BOLACHAS QUEBRADAS

Nesta minha fase, pós- Covid, uma das preocupações dos médicos com o quais estou me tratando é de que eu mantenha baixos os níveis de colesterol e triglicerídeos.

Para seguir estas recomendações tive que abandonar o pão.

Foi-me recomendado que procurasse comer bolachas salgadas, no máximo duas ou três por dia.

Na busca de atender estas orientações procurei achei nos mercados um tipo de bolacha salgada que se caracteriza por ser bastante torrada, muito leve e com a circunferência que pode-se comparar com a palma da mão.

Por incrível que pareça este tipo de bolacha é a mesma que conheci quando criança, em Rosário do Sul, há mais de 65 anos.

Comprei 3 pacotes desta relíquia e minha cunhada e minha filha a guardaram em vidro grande.
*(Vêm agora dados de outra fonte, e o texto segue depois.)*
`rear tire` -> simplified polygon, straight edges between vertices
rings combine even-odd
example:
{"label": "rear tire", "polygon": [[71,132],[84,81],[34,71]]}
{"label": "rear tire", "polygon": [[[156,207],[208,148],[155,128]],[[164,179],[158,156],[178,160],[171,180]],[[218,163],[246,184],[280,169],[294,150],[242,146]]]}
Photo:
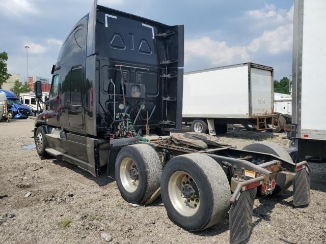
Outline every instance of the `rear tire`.
{"label": "rear tire", "polygon": [[131,203],[145,202],[159,187],[162,168],[157,153],[150,145],[123,147],[115,166],[117,185],[123,199]]}
{"label": "rear tire", "polygon": [[[278,156],[287,161],[293,163],[291,156],[286,150],[279,145],[269,141],[254,142],[246,146],[242,149],[248,151],[272,154]],[[284,192],[290,187],[294,178],[294,176],[293,177],[292,176],[288,176],[289,178],[285,180],[285,179],[281,178],[281,177],[283,178],[284,177],[285,177],[284,174],[278,173],[276,186],[273,192],[273,195]],[[277,180],[278,177],[279,178],[279,180]],[[260,191],[258,192],[259,192]]]}
{"label": "rear tire", "polygon": [[229,209],[231,197],[223,169],[209,156],[200,154],[177,156],[168,162],[162,173],[161,196],[170,220],[190,231],[221,221]]}
{"label": "rear tire", "polygon": [[203,119],[195,119],[192,123],[191,129],[194,132],[206,133],[208,130],[208,126]]}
Hoje quando fui pegar uma bolacha vi tinham acabado, restando, apenas no fundo do vidro, uma quantidade grande de bolachas quebradas o que acontece em razão de elas serem pouco espessas, muito torradas e crocantes.

Ao ver as bolachas quebradas me vieram, de imediato, lembranças de minha vida de criança.

E, estas lembranças, se fizeram acompanhar de algumas lágrimas...

Éramos 7 irmãos mais, o pai, a mãe, a minha madrinha e o meu avô que morávamos na mesma casa e que era mantida pelos artesanatos, costura e doces que minha fazia e nós vendíamos e durante 4 meses do ano pelo trabalho de meu pai, durante a “safra verde” como assim se chamava, na minha terra o período – de março a junho- em que a Cia. Swift do Brasil, ao comprar gados dos fazendeiros da fronteira, para abate, empregava mais de quatro mil rosarienses.

No período da “safra verde” acompanhando o café com leite das nossas manhãs antes de irmos para o colégio, comíamos estas mesmas bolachas que o tempo me permitiu reencontrar.

Nos deliciávamos, os irmãos maiores, com a gostosuras delas, sobre as quais passávamos manteiga feita em casa e na ausência deste complemento, passamos banha de porco com um pouquinho de sal cujo sabor e cuja “sustança” é impossível de descrever em palavras.

Mas quando a swift parava de comprar gado para o abate a demissão em massa dos trabalhadores, contratados por temporada, jogava milhares de famílias no desemprego e consequentemente, na impossibilidade de sustentar suas famílias.

O meu pai, na sua rotina de buscar alimentar-nos descobriu que os armazéns tinham suas “tulhas” de guardar as nossas bolachas, cheias de cacos das mesmas que quebravam pelo manuseio.

Conversando com um deles sugeriu que podiam ao vender os cacos, recuperar algum percentual da quebra apresentada.

A ideia foi aceita por um dos seus amigos comerciantes e de repente espalhou-se por todo o comercio da periferia de Rosário do Sul que, vendendo as bolachas quebradas, por um preço acessível aos seus miseráveis clientes conseguia alguns mil réis para diminuir os seus prejuízos.

E assim, os nossos cafés, fora da “safra verde”, não eram mais com leite e sim café Preto engrossado com farinha de mandioca e acompanhado não mais de bolachas inteiras, novas e crocantes, mas de bolachas quebradas compradas por um décimo do valor das inteiras e não tinham mais manteiga e nem banha de porco... mas que para o nosso paladar de crianças filhas de desempregado, tinham um gosto especial e inesquecível.

Voltando a novembro de 2021 fiquei olhando o meu vidro cheio de cacos de bolachas salgas e fui mastigando um a um, que serviram de acompanhamento para meu café mas também alimentaram minha alma e me levaram para os caminhos singulares de minha infância, da infância de meus irmãos e da luta de meu pai e de minha mãe para criar-nos com dignidade , independente da dores e dos sofrimentos.

Acima de tudo reforçaram a minha convicção de nunca me esquecer de quem fui e de onde vim.